Дагиды - Оуэн Томас. Страница 11
Он почесал затылок, посмотрел на меня, посмотрел на Янга и Бамбергеров. Его сослуживец достал сигарету и принялся курить с безразличным видом.
— Все это чушь и бессмыслица, — вмешался Янг. — Не торчать же здесь до Рождества. Мы уезжаем. У нас впереди еще долгий путь.
— Секунду! — встрепенулся я и схватил ручищу полицейского, который курил. — Мы сейчас вернемся.
Я вышел из кафетерия и направился к коттеджу. Ветер усиливался и принес тучи едкой желтой пыли. Флегматичный здоровяк покорно плелся за мной — видимо, моя уверенность застала его врасплох.

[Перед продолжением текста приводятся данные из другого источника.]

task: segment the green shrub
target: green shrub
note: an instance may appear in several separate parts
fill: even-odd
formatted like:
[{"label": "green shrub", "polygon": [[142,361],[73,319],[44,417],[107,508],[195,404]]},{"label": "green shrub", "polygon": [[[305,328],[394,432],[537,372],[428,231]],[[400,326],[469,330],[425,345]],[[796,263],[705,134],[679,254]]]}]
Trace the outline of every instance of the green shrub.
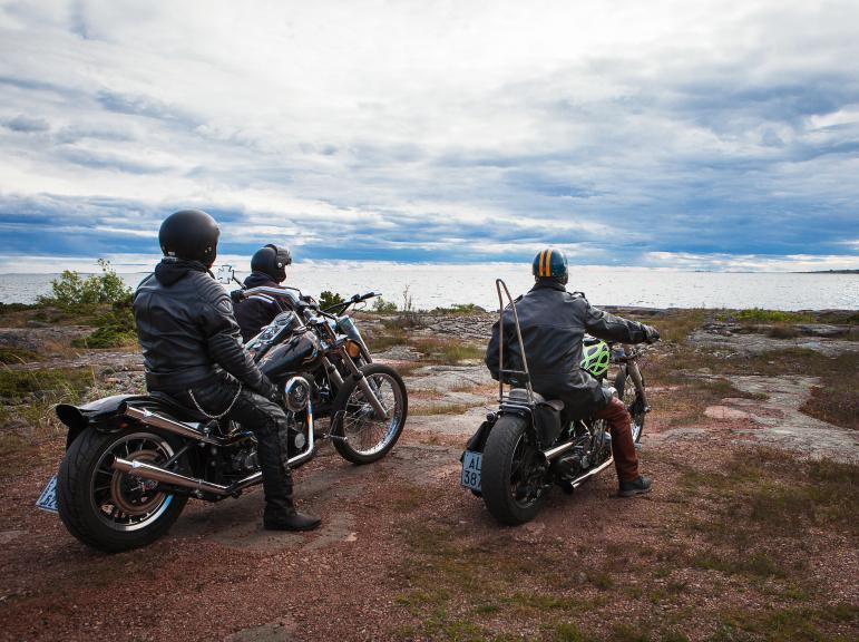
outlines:
[{"label": "green shrub", "polygon": [[38,356],[32,350],[27,348],[0,348],[0,363],[26,363],[28,361],[36,361]]},{"label": "green shrub", "polygon": [[397,303],[393,301],[385,301],[381,296],[373,301],[373,310],[380,314],[393,314],[397,312]]},{"label": "green shrub", "polygon": [[762,308],[739,310],[733,317],[738,321],[753,321],[755,323],[810,323],[814,321],[814,317],[806,312],[784,312],[782,310],[763,310]]},{"label": "green shrub", "polygon": [[80,392],[92,385],[86,368],[51,370],[0,370],[0,397],[19,401],[33,392]]},{"label": "green shrub", "polygon": [[42,305],[57,305],[69,309],[98,303],[118,303],[128,299],[131,289],[105,259],[98,260],[101,274],[92,274],[82,279],[77,272],[65,270],[59,279],[51,282],[51,296],[39,296]]},{"label": "green shrub", "polygon": [[75,348],[120,348],[137,341],[130,293],[115,302],[108,312],[96,319],[96,330],[88,337],[72,339]]}]

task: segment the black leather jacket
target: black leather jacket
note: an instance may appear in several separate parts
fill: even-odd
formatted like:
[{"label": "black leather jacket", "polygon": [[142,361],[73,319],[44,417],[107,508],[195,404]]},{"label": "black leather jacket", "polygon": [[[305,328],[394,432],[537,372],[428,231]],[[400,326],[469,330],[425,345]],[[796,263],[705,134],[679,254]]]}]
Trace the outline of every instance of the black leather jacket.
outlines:
[{"label": "black leather jacket", "polygon": [[[251,272],[244,282],[244,286],[247,289],[264,285],[279,288],[271,276],[262,272]],[[277,314],[289,309],[283,299],[267,294],[252,294],[247,299],[242,299],[235,307],[235,318],[242,329],[242,339],[245,341],[253,339],[260,333],[263,325],[267,325]]]},{"label": "black leather jacket", "polygon": [[[604,407],[609,397],[599,381],[582,370],[582,339],[585,332],[606,341],[641,343],[647,327],[594,308],[582,294],[570,294],[558,283],[537,283],[516,301],[531,386],[549,398],[562,398],[570,412],[586,416]],[[486,350],[486,364],[498,379],[499,323]],[[504,313],[504,369],[521,370],[516,323],[508,305]],[[505,378],[510,382],[509,377]]]},{"label": "black leather jacket", "polygon": [[230,295],[202,263],[165,257],[137,286],[134,315],[150,390],[213,383],[226,371],[254,391],[273,393],[242,346]]}]

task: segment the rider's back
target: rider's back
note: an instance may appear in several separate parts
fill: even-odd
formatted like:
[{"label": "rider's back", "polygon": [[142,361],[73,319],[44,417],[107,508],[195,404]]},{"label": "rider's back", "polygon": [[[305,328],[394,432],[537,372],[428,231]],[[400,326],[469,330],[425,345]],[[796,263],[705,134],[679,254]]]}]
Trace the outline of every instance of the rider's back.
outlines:
[{"label": "rider's back", "polygon": [[[211,337],[230,331],[232,304],[207,272],[178,265],[156,270],[137,288],[134,312],[150,388],[188,386],[214,376]],[[232,325],[237,333],[234,320]]]},{"label": "rider's back", "polygon": [[[575,400],[574,412],[602,407],[607,398],[599,382],[582,370],[585,333],[609,341],[637,343],[645,338],[641,323],[627,321],[592,307],[580,294],[570,294],[556,283],[537,283],[516,303],[531,385],[538,392]],[[513,310],[505,310],[504,369],[521,369]],[[492,338],[486,363],[498,378],[499,328]]]}]

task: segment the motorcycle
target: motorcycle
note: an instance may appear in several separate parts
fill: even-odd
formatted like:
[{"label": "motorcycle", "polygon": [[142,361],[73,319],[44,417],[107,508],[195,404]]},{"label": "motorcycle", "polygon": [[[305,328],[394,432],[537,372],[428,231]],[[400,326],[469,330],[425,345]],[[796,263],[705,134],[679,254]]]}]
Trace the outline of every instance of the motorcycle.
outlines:
[{"label": "motorcycle", "polygon": [[[608,468],[612,436],[603,419],[577,418],[562,426],[564,402],[546,399],[530,383],[528,361],[519,327],[516,303],[507,285],[496,280],[500,310],[500,335],[504,333],[504,294],[513,309],[516,338],[523,370],[504,368],[504,341],[499,351],[498,410],[487,415],[462,453],[460,485],[482,497],[489,513],[498,522],[518,525],[531,521],[549,490],[560,486],[565,492],[589,480]],[[582,367],[605,382],[608,364],[618,366],[614,393],[624,400],[633,419],[633,439],[637,442],[650,411],[644,378],[638,368],[641,352],[628,347],[616,348],[599,339],[586,337]],[[505,379],[514,378],[525,387],[510,386],[505,393]]]},{"label": "motorcycle", "polygon": [[[248,342],[260,369],[282,391],[289,466],[312,459],[326,439],[353,464],[384,457],[406,424],[406,386],[393,368],[372,362],[343,314],[377,294],[355,295],[332,314],[291,289],[241,295],[256,292],[284,298],[294,310]],[[321,380],[330,385],[321,389]],[[69,533],[94,548],[145,546],[170,528],[189,498],[221,502],[262,483],[250,430],[162,392],[61,403],[56,412],[68,427],[66,455],[37,506],[58,512]],[[331,417],[326,428],[316,425],[322,414]]]}]

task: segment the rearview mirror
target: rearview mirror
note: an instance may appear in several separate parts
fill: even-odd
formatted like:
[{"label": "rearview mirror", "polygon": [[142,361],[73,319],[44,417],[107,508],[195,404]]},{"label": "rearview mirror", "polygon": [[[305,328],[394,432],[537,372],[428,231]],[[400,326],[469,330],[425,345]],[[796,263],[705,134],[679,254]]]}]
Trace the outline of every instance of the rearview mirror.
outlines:
[{"label": "rearview mirror", "polygon": [[235,270],[232,265],[221,265],[217,269],[217,281],[224,285],[230,285],[235,279]]}]

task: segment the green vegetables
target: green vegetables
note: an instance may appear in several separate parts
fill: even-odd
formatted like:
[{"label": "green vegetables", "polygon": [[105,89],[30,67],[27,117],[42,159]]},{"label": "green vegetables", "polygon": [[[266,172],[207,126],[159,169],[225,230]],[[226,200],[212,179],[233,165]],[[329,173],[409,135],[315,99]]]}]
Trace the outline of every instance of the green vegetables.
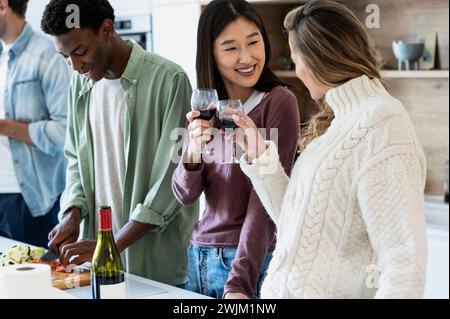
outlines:
[{"label": "green vegetables", "polygon": [[44,248],[14,245],[3,255],[0,255],[0,267],[31,263],[35,259],[40,259],[43,254]]}]

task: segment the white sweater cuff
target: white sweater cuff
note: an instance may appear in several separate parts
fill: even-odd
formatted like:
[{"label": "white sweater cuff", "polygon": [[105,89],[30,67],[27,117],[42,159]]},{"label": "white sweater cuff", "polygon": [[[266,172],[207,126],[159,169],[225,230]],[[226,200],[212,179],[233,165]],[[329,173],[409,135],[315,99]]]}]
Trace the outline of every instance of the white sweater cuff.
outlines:
[{"label": "white sweater cuff", "polygon": [[266,144],[267,150],[259,158],[252,160],[252,163],[249,163],[246,154],[241,157],[241,169],[250,178],[273,175],[278,170],[280,161],[277,146],[273,141],[266,141]]}]

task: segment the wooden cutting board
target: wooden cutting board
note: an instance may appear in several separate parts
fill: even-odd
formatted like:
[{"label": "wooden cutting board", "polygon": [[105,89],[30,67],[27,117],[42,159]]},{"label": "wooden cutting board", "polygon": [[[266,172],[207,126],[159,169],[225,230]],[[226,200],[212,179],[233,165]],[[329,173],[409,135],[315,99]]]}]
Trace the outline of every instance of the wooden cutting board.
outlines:
[{"label": "wooden cutting board", "polygon": [[52,270],[52,286],[58,289],[72,289],[89,286],[91,271],[89,269],[75,269],[73,273],[56,272]]}]

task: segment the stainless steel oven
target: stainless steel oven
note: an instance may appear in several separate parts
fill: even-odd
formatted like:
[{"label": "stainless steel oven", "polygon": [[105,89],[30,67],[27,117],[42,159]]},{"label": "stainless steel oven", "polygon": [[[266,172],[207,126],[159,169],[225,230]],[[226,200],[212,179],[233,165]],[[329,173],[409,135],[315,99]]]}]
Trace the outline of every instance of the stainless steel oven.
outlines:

В комнате уже были сняты простыни с кроватей и неряшливая девица швыряла в угол грязные салфетки. Мои вещи она собрала в одну кучу. На стуле висел шелковый платок в желтую и черную полоску. Платок Молли.
Я с трудом перевел дыхание. Когда все время приходится убеждать, начинаешь сомневаться в очевидной истине.
— Возьмите! — сказал я полицейскому, который, понятно, совсем не разделял моего экстаза.
С нежностью, удивившей меня самого, я вдохнул легкий аромат и сунул платок ему в руки.
— В этом платке Молли Янг пришла вчера вечером.
Мой дородный спутник машинально взял кусок шелка, понюхал и накрутил на палец. Я уже испугался, не исчезнет ли платок в его манипуляциях, как у ловкого фокусника. Он вопросительно поднял на меня глаза.
— Представьте эту вещь им, — сказал я категорически, — а потом арестуйте. Вы получите повышение.
— О'кей!
Он понял, что от него ждут, но, естественно, больше ничего. Неуклюже зашагал в кафетерий. Я ждал событий на пороге комнаты. Служанка между тем спустила воду в унитазе и принялась чистить краны. Когда раздался выстрел, она бросилась ко мне и мертвой хваткой вцепилась в рукав. Стекло в окне кафетерия звонко зазвездилось. Дискуссия, нелепая на первый взгляд, кончилась драмой. От служанки несло мылом. Капелька пота на ее верхней губе вспыхнула от солнечного луча.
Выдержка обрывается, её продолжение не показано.